Author: Helen

The National Parks I Love

The National Parks I Love

Op-Ed: With climate change, we may witness sequoia forests convert to chaparral

The threat of rising global temperatures and changes in precipitation patterns is threatening our national parks. Yet there’s hope.

The national parks I most love are in Alaska, California, Oregon, British Columbia and Washington state. Each park is unique, but in their locations they feel quite like one. They are as much a part of the landscape as hills or rivers. They are, in essence, part of the landscape.

In my own personal travels, I love the mountains of California’s Yosemite and the vast coastline of the Puget Sound. My family loves the waterfalls of Oregon, the mountains of Washington State, the forests of California and the forests of British Columbia. And, my favorite of all, I love the parks like Mt. Rainier, in Washington State, the Olympic National Park in neighboring Washington and the Cascade mountain ranges in Oregon and California.

When I decided to write this piece, I was in a very different place than I am today. When I first moved to my Seattle neighborhood in the late 1990s, I had no clue about the impending threats to our national parks or my own favorite places. This has changed dramatically over the past few years, as scientists and our national park system have become increasingly concerned about an increasingly unstable climate.

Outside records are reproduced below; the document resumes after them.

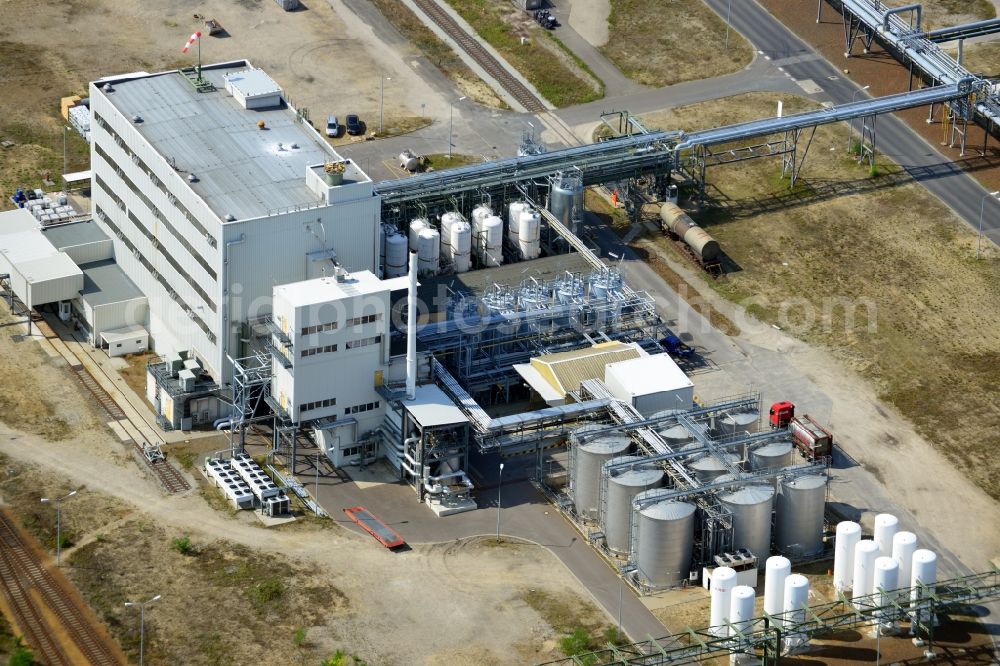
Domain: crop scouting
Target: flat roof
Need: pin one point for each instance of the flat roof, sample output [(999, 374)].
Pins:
[(76, 233), (105, 282), (241, 170), (432, 407), (326, 289), (649, 374)]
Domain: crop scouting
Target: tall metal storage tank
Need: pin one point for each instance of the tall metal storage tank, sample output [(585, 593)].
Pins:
[(751, 509), (428, 251), (708, 467), (773, 455), (798, 522), (395, 255), (586, 474), (566, 198), (623, 484), (664, 542)]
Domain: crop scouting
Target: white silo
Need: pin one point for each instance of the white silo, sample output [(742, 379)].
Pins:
[(428, 251), (865, 553), (798, 516), (773, 455), (886, 526), (923, 578), (904, 544), (848, 535), (461, 246), (796, 604), (396, 255), (417, 225), (528, 228), (664, 541), (721, 588), (514, 211), (490, 241), (585, 477), (621, 483), (884, 587), (776, 570), (751, 509)]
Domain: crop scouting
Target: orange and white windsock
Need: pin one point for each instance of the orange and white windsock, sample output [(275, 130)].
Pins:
[(191, 41)]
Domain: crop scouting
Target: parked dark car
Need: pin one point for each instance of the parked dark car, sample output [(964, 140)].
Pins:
[(354, 124)]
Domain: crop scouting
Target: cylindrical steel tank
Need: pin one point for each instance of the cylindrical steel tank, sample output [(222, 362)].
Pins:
[(428, 251), (904, 544), (461, 246), (798, 520), (886, 526), (490, 241), (721, 589), (624, 482), (528, 227), (848, 535), (865, 553), (396, 255), (709, 466), (773, 455), (664, 542), (739, 423), (751, 509), (417, 225), (685, 228), (776, 570), (566, 198), (586, 476)]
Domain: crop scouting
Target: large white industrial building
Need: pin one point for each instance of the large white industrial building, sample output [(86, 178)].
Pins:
[(213, 193)]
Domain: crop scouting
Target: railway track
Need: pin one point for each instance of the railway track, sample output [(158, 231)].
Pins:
[(27, 585), (471, 45)]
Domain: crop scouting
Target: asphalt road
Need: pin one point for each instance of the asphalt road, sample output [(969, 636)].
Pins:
[(893, 138)]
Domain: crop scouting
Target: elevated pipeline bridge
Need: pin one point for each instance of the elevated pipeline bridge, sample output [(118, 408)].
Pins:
[(663, 153)]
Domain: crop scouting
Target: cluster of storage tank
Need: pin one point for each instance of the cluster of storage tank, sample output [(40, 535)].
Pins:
[(623, 494)]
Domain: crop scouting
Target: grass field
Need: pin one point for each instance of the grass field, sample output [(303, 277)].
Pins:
[(560, 77), (875, 269), (662, 42), (438, 52)]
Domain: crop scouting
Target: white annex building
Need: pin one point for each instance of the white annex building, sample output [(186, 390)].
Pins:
[(213, 193)]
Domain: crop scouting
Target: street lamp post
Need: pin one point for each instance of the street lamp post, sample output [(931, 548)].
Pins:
[(499, 481), (982, 209), (850, 131), (451, 121), (381, 99), (142, 623), (58, 502)]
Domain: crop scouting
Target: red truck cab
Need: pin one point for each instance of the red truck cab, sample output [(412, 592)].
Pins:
[(781, 413)]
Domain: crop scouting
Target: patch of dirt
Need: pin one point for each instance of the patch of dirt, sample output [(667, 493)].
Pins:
[(662, 42)]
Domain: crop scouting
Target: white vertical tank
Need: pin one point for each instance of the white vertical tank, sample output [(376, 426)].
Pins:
[(848, 535), (461, 246), (620, 485), (886, 526), (528, 227), (396, 255), (865, 553), (886, 582), (428, 251), (514, 211), (796, 603), (798, 515), (490, 241), (417, 225), (904, 544), (776, 570), (723, 582), (663, 542)]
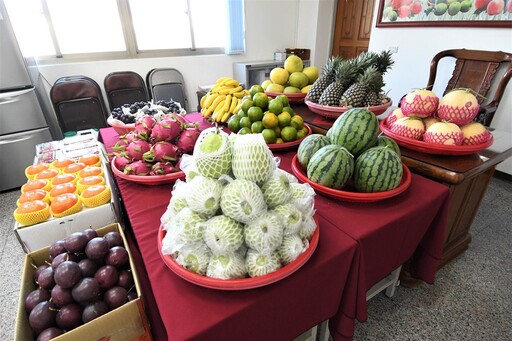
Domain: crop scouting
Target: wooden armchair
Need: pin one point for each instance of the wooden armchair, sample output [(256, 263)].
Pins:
[(477, 70)]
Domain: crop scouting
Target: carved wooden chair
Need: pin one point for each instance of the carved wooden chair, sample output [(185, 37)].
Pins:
[(486, 72)]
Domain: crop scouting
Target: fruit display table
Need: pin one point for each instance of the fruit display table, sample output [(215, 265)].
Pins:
[(466, 176)]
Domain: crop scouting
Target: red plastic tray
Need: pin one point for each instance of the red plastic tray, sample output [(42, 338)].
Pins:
[(349, 195), (335, 112), (239, 284), (148, 179), (430, 148), (292, 98)]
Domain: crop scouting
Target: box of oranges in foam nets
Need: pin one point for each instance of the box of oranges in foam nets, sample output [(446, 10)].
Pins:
[(61, 197)]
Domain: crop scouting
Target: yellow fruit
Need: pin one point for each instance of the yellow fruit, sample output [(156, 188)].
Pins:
[(298, 80), (293, 64), (279, 75), (274, 87), (312, 73)]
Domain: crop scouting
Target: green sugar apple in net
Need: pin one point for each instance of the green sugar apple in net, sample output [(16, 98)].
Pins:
[(265, 233), (276, 190), (290, 216), (308, 227), (212, 153), (259, 264), (242, 200), (252, 159), (203, 195), (223, 234), (189, 224), (303, 197), (177, 202), (229, 265), (194, 257), (291, 248)]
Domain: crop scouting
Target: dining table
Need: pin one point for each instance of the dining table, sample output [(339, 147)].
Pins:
[(359, 244)]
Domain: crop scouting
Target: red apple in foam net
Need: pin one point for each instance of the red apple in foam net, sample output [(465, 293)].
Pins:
[(421, 103), (411, 127), (475, 133), (446, 133), (459, 106), (394, 115)]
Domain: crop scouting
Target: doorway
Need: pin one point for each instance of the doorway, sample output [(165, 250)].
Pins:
[(353, 27)]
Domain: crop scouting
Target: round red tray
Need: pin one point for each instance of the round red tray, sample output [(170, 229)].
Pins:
[(335, 112), (430, 148), (239, 284), (148, 179), (120, 128), (288, 145), (292, 98), (350, 195)]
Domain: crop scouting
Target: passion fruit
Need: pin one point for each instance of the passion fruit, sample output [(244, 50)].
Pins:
[(32, 170), (36, 184), (83, 183), (95, 195), (32, 212), (65, 204), (37, 194)]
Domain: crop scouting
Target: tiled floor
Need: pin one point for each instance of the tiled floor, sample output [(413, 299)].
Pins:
[(471, 299)]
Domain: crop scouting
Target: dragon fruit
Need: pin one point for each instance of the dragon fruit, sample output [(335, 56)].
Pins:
[(187, 139), (137, 148), (162, 151), (138, 167), (166, 130), (163, 168), (144, 125)]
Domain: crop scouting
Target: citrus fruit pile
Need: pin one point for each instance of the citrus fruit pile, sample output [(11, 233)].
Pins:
[(61, 188), (293, 78), (271, 117)]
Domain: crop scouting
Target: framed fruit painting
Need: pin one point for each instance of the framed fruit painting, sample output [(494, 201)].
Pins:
[(448, 13)]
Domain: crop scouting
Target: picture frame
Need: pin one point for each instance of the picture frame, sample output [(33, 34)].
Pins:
[(445, 13)]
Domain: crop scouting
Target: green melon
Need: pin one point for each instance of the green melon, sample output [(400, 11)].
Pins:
[(357, 130), (331, 166), (309, 146), (378, 169)]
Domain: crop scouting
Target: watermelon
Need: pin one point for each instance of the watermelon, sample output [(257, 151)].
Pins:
[(309, 146), (357, 130), (331, 166), (384, 141), (378, 169)]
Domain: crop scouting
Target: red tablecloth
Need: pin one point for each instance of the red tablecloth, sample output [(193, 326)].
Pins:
[(362, 241)]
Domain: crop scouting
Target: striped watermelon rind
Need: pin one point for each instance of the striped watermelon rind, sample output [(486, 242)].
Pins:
[(309, 146), (378, 169), (331, 166), (357, 130)]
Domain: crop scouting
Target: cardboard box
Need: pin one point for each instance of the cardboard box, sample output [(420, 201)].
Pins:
[(128, 322)]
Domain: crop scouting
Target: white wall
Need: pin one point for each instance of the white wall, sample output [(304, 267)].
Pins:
[(417, 46)]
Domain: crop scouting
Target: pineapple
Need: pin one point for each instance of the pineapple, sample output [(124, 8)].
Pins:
[(345, 75), (326, 78), (369, 81)]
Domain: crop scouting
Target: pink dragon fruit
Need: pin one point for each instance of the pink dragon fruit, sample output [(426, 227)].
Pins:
[(144, 125), (120, 162), (187, 139), (138, 167), (166, 130), (136, 149), (163, 168), (162, 152)]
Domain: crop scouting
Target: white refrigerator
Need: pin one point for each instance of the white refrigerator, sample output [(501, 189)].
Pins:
[(22, 122)]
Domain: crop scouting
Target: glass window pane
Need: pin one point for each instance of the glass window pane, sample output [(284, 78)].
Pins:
[(87, 26), (209, 22), (161, 24), (30, 27)]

In 2007, my brother and I drove over to Oregon’s Mt. Baker in a VW bug. (My brother and I had taken our two small children and two cats and my wife, Janet, and our dogs to Yosemite National Park the year before.) Mt. Baker lies in a valley between two mountain ranges in the Cascade Mountains. It was there, at the edge of a canyon that had seen some of the lowest snowfall in the park, that I watched snow disappear from one of the many crags near the bottom of the canyon (I’m pretty sure there were several crags at the same elevation).